IG Farben
bandwraith at aol.com
bandwraith at aol.com
Wed Nov 21 17:47:49 CST 2012
"German solar power plants produced a world record 22 gigawatts of
electricity per hour - equal to 20 nuclear power stations at full
capacity - through the midday hours on Friday and Saturday, the head of
a renewable energy think tank said.
The German government decided to abandon nuclear power after the
Fukushima nuclear disaster last year, closing eight plants immediately
and shutting down the remaining nine by 2022."
http://www.reuters.com/article/2012/05/26/us-climate-germany-solar-idUSBRE84P0FI20120526
http://en.wikipedia.org/wiki/Solar_power_in_Germany
When it comes to energy, I'm a Deutschophile.
-----Original Message-----
From: Kai Frederik Lorentzen <lorentzen at hotmail.de>
To: Erik T. Burns <eburns at gmail.com>; pynchon-l <pynchon-l at waste.org>
Sent: Wed, Nov 21, 2012 7:38 am
Subject: Re: IG Farben
On 21.11.2012 00:47, Erik T. Burns wrote:
via that Metafilter convo (which was actually yesterday and didn't
develop into much) there are some amazing links, including to Sasuly's
book on IG Farben to much else on the Nuremburg war crime trials.
right here:
http://www.metafilter.com/122021/A-streaker-comes-across-the-stage-It-has-happened-before-but-there-is-nothing-to-compare-it-to-now#4695505
more on Sasuly, who is indeed mentioned by Weisburger in the companion:
http://www.thomaspynchon.com/gravitys-rainbow/extra/farben.html
>> Because of buna rubber, strong links were established between IG and
Standard Oil Co. of NJ (...).<<
Frank Howard, the head of research at Standard, visited I. G.'s Leuna
works in 1926. He was so impressed that he immediately fired off a
telegram to Standard's president, Walter Teagle, then visiting in
Paris. "Based upon observations and discussion today, I think that this
matter is the most important which has ever faced the company since the
dissolution," wired Howard. "This means absolutely the independence of
Europe in the matter of gasoline supply." Teagle himself, alarmed about
the possibility of losing European markets to the new synthetic oil,
hurried to Leuna. The research and production facilities awed him: "I
had not known what research meant until I saw it," he later said. "We
were babies compared to the work I saw."
Teagle, Howard and other Standard executives hurriedly gathered at a
hotel room in Heidelberg, ten miles from the I. G. Farben works. They
concluded, Howard later recalled, that the hydrogenation process might
be "more significant than any technical factor ever introduced into the
oil industry up to the time." Here, in the laboratories of I. G.
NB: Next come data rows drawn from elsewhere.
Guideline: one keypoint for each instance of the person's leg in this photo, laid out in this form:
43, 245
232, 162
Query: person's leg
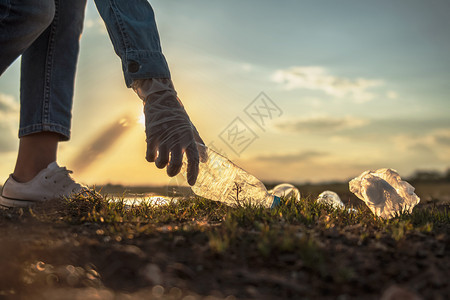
46, 91
21, 23
36, 152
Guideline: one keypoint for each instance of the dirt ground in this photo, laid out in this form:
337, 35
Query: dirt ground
201, 255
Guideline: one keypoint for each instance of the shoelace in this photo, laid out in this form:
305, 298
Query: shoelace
61, 178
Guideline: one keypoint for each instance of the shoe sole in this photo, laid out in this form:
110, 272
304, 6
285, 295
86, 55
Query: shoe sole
8, 202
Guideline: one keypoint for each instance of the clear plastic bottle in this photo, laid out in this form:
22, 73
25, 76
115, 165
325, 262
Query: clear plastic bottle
219, 179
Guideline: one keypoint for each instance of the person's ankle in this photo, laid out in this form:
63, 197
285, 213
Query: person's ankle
23, 175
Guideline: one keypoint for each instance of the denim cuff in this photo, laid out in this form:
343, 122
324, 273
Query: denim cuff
140, 64
56, 128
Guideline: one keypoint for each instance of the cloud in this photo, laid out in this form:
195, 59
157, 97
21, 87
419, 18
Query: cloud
290, 157
321, 124
442, 137
318, 78
103, 141
97, 25
433, 144
9, 114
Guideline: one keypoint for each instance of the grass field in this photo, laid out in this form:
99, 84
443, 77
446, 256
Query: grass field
90, 248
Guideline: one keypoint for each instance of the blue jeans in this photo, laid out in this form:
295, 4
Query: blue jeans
46, 33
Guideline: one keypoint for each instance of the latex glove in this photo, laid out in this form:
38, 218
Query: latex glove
169, 129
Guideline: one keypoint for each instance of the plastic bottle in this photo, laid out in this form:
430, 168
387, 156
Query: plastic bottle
331, 198
219, 179
286, 190
384, 192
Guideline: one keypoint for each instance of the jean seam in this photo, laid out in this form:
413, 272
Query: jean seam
49, 66
8, 5
40, 127
123, 35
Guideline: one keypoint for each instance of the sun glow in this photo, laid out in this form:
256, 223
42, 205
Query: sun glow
141, 119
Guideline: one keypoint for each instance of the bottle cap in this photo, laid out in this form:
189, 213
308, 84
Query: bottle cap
276, 202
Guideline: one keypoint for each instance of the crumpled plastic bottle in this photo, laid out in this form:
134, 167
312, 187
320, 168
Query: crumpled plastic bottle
219, 179
285, 190
384, 192
330, 198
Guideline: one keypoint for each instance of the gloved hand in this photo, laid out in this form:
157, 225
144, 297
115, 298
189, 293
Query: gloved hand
169, 129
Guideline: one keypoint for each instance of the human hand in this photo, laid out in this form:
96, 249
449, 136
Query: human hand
169, 129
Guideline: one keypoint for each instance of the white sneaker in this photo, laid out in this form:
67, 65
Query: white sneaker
52, 183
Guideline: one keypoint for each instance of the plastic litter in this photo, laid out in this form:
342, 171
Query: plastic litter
219, 179
286, 190
384, 192
331, 198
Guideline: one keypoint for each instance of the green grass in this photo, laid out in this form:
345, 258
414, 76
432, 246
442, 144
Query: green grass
288, 228
267, 247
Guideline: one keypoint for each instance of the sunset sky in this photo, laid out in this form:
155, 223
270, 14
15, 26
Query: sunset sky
354, 85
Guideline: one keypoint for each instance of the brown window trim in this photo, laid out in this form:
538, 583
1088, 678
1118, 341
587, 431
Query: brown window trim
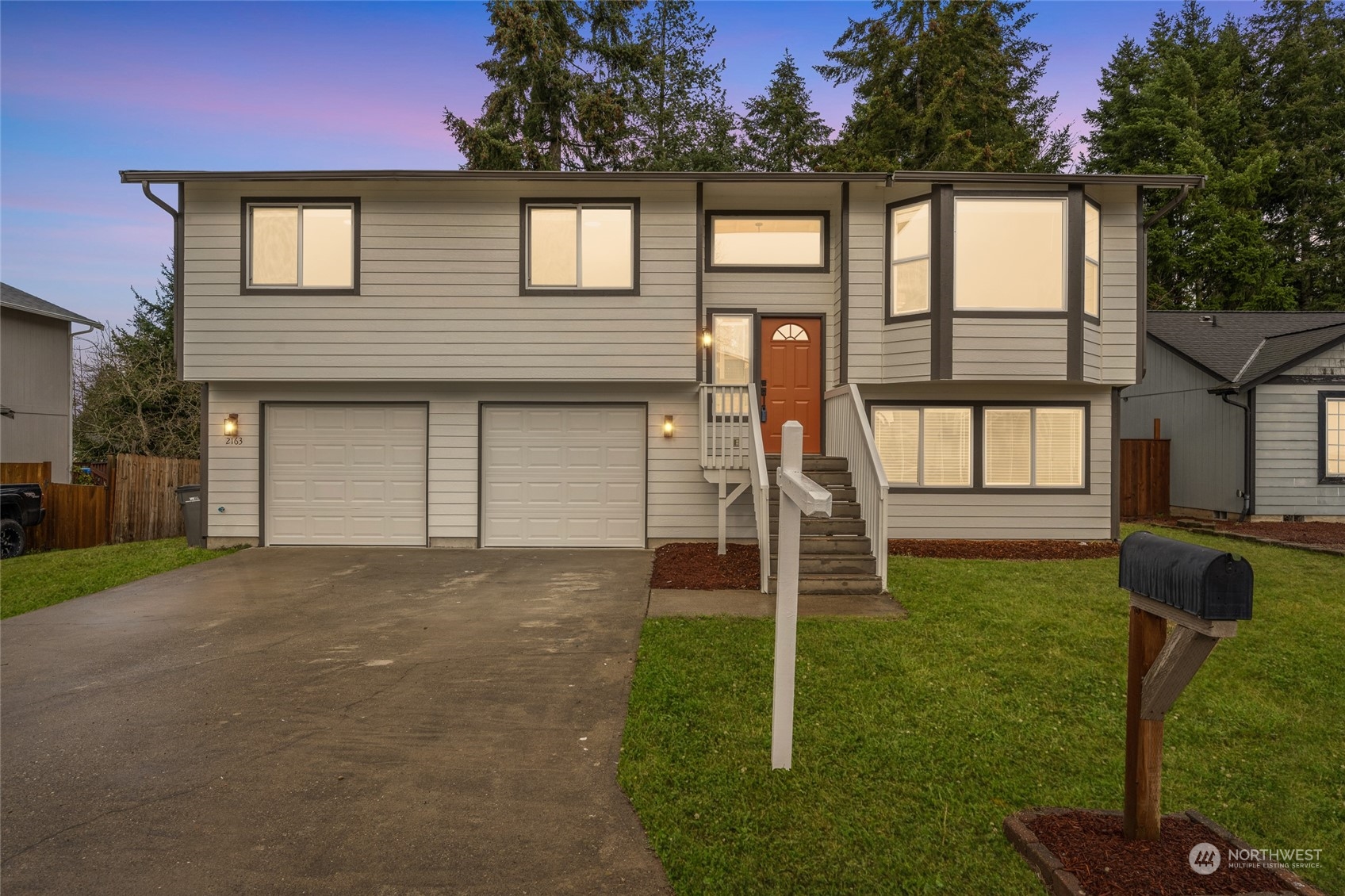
593, 202
245, 247
978, 450
775, 213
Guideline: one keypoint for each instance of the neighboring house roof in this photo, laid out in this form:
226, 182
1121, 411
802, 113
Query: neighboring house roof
1246, 347
11, 297
941, 177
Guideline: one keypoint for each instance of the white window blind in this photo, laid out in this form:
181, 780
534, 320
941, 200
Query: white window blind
1335, 426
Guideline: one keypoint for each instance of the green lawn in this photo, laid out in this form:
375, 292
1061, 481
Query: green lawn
1004, 689
40, 580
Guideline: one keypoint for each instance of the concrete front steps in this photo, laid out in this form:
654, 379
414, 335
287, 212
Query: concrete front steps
836, 556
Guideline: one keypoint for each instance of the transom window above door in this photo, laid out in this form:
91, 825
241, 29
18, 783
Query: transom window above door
580, 247
301, 245
768, 241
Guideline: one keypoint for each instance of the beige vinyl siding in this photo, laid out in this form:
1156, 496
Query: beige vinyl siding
868, 335
681, 502
1119, 284
780, 293
985, 514
1009, 349
1205, 434
1287, 443
440, 293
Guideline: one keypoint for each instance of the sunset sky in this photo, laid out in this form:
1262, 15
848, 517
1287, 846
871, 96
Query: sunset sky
90, 89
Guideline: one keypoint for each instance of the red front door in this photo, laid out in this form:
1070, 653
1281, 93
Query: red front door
791, 373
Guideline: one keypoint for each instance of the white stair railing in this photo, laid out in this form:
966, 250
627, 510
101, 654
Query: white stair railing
850, 436
761, 479
725, 440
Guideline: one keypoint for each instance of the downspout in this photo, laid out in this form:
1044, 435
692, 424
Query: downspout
71, 420
1248, 444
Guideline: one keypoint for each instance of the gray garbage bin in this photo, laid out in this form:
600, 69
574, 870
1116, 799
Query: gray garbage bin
190, 500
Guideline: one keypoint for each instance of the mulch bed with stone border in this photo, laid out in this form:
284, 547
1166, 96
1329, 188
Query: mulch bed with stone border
1018, 549
1082, 852
699, 567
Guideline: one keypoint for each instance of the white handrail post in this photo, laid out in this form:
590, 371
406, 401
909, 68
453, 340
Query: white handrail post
798, 496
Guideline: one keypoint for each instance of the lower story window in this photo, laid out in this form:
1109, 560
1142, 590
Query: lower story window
925, 446
1333, 436
1035, 447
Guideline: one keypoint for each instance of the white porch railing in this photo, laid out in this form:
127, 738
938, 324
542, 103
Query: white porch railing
761, 479
725, 438
850, 436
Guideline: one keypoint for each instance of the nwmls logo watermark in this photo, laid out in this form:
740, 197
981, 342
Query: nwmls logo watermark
1204, 859
1292, 859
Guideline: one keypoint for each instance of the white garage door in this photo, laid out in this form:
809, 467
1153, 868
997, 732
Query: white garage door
562, 475
346, 474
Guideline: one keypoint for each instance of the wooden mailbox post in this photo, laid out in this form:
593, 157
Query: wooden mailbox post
1204, 592
798, 496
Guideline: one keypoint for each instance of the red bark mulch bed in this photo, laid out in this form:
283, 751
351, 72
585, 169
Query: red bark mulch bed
1320, 533
1091, 847
699, 567
968, 549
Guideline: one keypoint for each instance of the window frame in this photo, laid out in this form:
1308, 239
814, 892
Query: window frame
1032, 488
937, 249
1067, 226
301, 202
978, 458
1324, 478
569, 202
775, 213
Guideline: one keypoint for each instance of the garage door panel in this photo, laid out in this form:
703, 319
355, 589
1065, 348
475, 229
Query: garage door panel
568, 475
345, 474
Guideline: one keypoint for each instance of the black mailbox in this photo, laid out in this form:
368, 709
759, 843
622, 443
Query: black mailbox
1208, 583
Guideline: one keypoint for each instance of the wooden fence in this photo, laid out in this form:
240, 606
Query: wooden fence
139, 504
1145, 471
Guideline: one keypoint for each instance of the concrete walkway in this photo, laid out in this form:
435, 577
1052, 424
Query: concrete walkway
328, 720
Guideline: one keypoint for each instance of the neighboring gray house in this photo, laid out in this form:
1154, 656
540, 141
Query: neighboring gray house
36, 349
1254, 404
577, 359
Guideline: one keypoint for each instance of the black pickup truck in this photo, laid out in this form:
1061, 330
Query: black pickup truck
21, 507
Farben, was a clear threat to the Standard's business. "Although
hydrogenation of coal probably could never compete on an economic basis
with crude oil," said Howard, "'the nationalistic factor' would lead to
hydrogenation's being made the foundation of a protected manufacturing
industry in many countries willing to pay the price." Thus, markets
could be closed to imported crude oil and refined products; Standard
could hardly afford not to become involved.
An initial agreement was therefore reached with I. G. Farben, which
allowed Standard to build a hydrogenation plant in Louisiana. But by
this time, the world oil shortage was beginning to turn into a surplus,
and the American company's interest shifted. Hydrogenation could also
be used on crude oil, to increase the gasoline yield. Thus, the new
plant in Louisiana would experimentally apply the process not to coal,
but to oil, in order to squeeze more gasoline out of each barrel of
petroleum.
In 1929 the companies struck a broader agreement. Standard would have
the patent rights to hydrogenation outside of Germany. In exchange I.
G. Farben received 2 percent of Standard's stock - 546, 000 shares -
valued at $35 million. Each company agreed to stay out of the other's
main field of activity. As a Standard official put it, "The I. G.
Farben are going to stay out of the oil business --- and we are going
to stay out of the chemical business." The next step came in 1930, with
the establishment of a joint company to share developments in the
"oil-chemical" field. Overall, a good deal of technical knowledge was
flowing to Standard.
Daniel Yergin: The Prize. The Epic Quest for Oil, Money and Power
(chapter 17)
In 1938 Germany - despite the Leuna product - had to import 90, 000
barrels of oil daily; changing volumes came from Venezuela, Peru,
Russia and Iran; 10, 000 barrels each were delivered by Mexico and
Romania; the largest part - 25,000 barrels - came from the USA.